Le rêve portugais s’est brutalement arrêté dans la chaleur de Dallas. Battue par l’Espagne sur un but de Mikel Merino inscrit dans les dernières secondes du temps additionnel, la Seleção a quitté la Coupe du Monde 2026 dès les huitièmes de finale au terme d’une prestation jugée très décevante. Longtemps dominé par une Roja plus entreprenante, le Portugal a donné l’impression de subir les événements sans jamais réellement imposer son jeu. L’image de Cristiano Ronaldo en larmes au coup de sifflet final a immédiatement marqué les esprits. À 41 ans, la légende portugaise venait peut-être de disputer le dernier match mondialiste de sa carrière, offrant une conclusion particulièrement amère à une aventure qui nourrissait de très grandes ambitions.

L’élimination a été d’autant plus mal vécue que Roberto Martinez a surpris tout le monde avec son analyse d’après-match. Le sélectionneur espagnol a estimé que le Portugal avait réalisé son « meilleur match » de la compétition et qu’il méritait largement les prolongations. Il a également affirmé que son équipe avait « totalement neutralisé » l’Espagne et qu’une simple question de réussite avait fait basculer la rencontre. Quelques minutes plus tard, Martinez annonçait pourtant son départ, reconnaissant qu’un nouveau cycle allait débuter. Dans la foulée, plusieurs médias portugais ont révélé que Jorge Jesus était déjà pressenti pour prendre les commandes de la sélection. Une transition qui ressemble surtout à l’aveu d’un échec retentissant après trois années durant lesquelles le technicien espagnol n’a jamais réussi à convaincre durablement malgré un effectif considéré comme l’un des plus talentueux de la planète.

Martinez et la fédération prennent cher

Au Portugal, la presse n’a d’ailleurs montré aucune indulgence. Le quotidien A Bola a signé un réquisitoire particulièrement sévère contre Roberto Martinez, Cristiano Ronaldo et la Fédération portugaise. « Il est impératif de mettre un terme au cycle du capitaine, qui a déjà duré bien trop longtemps », écrit le journal avant d’affirmer qu’« avec Martínez, le Portugal a toujours été une équipe surcotée et timide ». Le média s’interroge également sur plusieurs choix sportifs, notamment l’absence de Gonçalo Ramos dans une rencontre où le Portugal peinait offensivement.

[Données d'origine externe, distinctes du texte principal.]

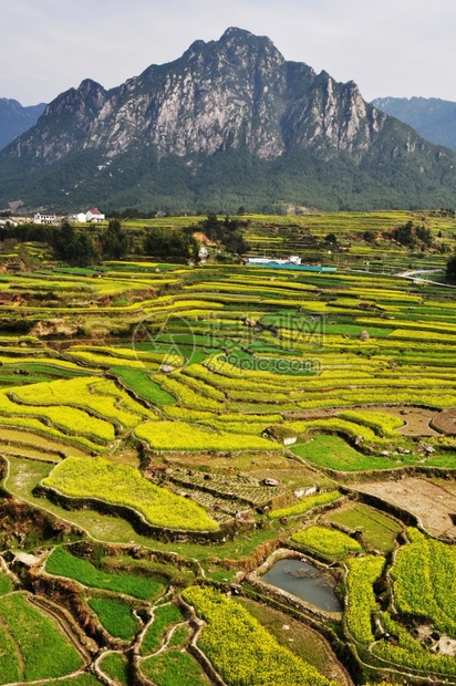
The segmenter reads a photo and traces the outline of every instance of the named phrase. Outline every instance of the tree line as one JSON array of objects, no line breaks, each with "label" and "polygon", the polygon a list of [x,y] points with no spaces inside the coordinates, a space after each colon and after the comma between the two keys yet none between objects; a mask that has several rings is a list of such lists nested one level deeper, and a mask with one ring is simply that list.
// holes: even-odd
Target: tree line
[{"label": "tree line", "polygon": [[203,231],[210,241],[227,252],[241,254],[249,249],[241,228],[247,222],[226,217],[219,220],[208,215],[198,225],[165,229],[144,227],[138,231],[122,227],[113,218],[104,229],[75,228],[68,221],[60,227],[51,225],[2,225],[0,241],[15,239],[19,242],[42,242],[49,245],[56,260],[73,266],[92,264],[102,260],[120,260],[127,254],[147,254],[157,258],[198,260],[198,243],[194,237]]}]

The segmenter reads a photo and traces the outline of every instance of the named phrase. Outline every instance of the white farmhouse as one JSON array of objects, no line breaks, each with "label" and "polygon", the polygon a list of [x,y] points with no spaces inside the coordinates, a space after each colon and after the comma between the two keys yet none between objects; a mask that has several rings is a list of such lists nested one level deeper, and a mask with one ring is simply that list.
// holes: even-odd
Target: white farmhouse
[{"label": "white farmhouse", "polygon": [[58,218],[55,215],[46,215],[44,212],[37,212],[33,217],[33,224],[56,224]]},{"label": "white farmhouse", "polygon": [[85,212],[85,221],[91,221],[92,224],[104,221],[104,215],[102,215],[102,212],[96,207],[93,207]]},{"label": "white farmhouse", "polygon": [[75,221],[77,224],[85,224],[87,221],[85,217],[85,212],[77,212],[77,215],[69,215],[68,220]]}]

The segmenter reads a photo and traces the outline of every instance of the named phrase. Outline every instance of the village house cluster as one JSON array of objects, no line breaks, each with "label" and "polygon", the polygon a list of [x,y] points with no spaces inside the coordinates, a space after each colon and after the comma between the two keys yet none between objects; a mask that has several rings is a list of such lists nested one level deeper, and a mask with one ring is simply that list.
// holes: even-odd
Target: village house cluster
[{"label": "village house cluster", "polygon": [[58,215],[46,212],[37,212],[33,217],[33,224],[59,225],[64,219],[66,219],[66,221],[77,224],[99,224],[100,221],[104,221],[105,215],[103,215],[96,207],[92,207],[86,212],[66,215],[66,217],[59,217]]}]

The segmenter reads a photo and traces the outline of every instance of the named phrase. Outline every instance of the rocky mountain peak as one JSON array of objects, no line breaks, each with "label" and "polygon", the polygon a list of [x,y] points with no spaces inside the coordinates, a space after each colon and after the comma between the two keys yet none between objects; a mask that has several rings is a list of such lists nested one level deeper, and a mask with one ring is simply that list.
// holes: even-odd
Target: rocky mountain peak
[{"label": "rocky mountain peak", "polygon": [[[353,165],[359,170],[381,156],[381,168],[390,168],[392,159],[394,165],[403,160],[407,175],[418,175],[418,186],[423,169],[435,158],[436,164],[448,166],[436,178],[453,179],[456,159],[449,159],[449,152],[437,154],[424,146],[413,129],[392,123],[366,103],[353,81],[338,83],[328,72],[315,74],[304,63],[288,62],[268,38],[230,27],[219,40],[195,41],[174,62],[151,65],[116,89],[105,91],[86,79],[62,93],[30,132],[0,154],[0,179],[9,175],[3,172],[2,177],[7,163],[40,174],[56,162],[63,169],[70,154],[71,174],[77,175],[65,191],[70,195],[85,183],[79,169],[73,170],[77,155],[92,165],[91,185],[100,178],[102,188],[114,184],[116,174],[124,187],[127,175],[123,176],[122,160],[128,159],[129,179],[141,175],[155,179],[153,186],[146,181],[146,194],[159,184],[158,168],[179,168],[177,183],[190,188],[198,185],[205,165],[218,169],[228,157],[249,159],[256,168],[263,165],[261,169],[274,164],[286,169],[290,159],[299,157],[312,160],[310,168],[317,174],[323,163]],[[419,164],[413,155],[422,155]],[[292,179],[302,174],[300,166],[293,167],[286,185],[294,187],[298,181]],[[211,183],[211,175],[206,178]],[[222,186],[225,175],[218,178]],[[173,187],[174,173],[169,179]],[[256,175],[248,175],[246,183],[255,184]],[[58,183],[59,193],[62,185]],[[143,193],[142,183],[134,188],[134,194]],[[188,193],[191,197],[193,191]],[[268,185],[268,197],[270,193]],[[302,196],[308,196],[305,189]]]}]

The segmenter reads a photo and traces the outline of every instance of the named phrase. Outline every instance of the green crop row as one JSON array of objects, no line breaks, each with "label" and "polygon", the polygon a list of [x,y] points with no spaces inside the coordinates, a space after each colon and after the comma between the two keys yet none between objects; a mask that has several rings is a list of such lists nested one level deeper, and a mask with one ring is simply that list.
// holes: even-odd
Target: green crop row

Pour A Bola, ne pas avoir lancé l’attaquant milanais représente « la cerise sur le gâteau du fiasco orchestré par Roberto Martínez ». Le quotidien estime que le sélectionneur a constamment cherché à préserver certains équilibres internes plutôt qu’à prendre les décisions fortes qui s’imposaient. La Fédération est également visée pour avoir entretenu un excès de confiance autour de cette génération. A Bola dénonce « l’arrogance et la vantardise » des dirigeants qui présentaient cette Coupe du Monde comme celle du Portugal alors que l’équipe avait déjà montré de sérieuses limites contre la RD Congo et la Colombie.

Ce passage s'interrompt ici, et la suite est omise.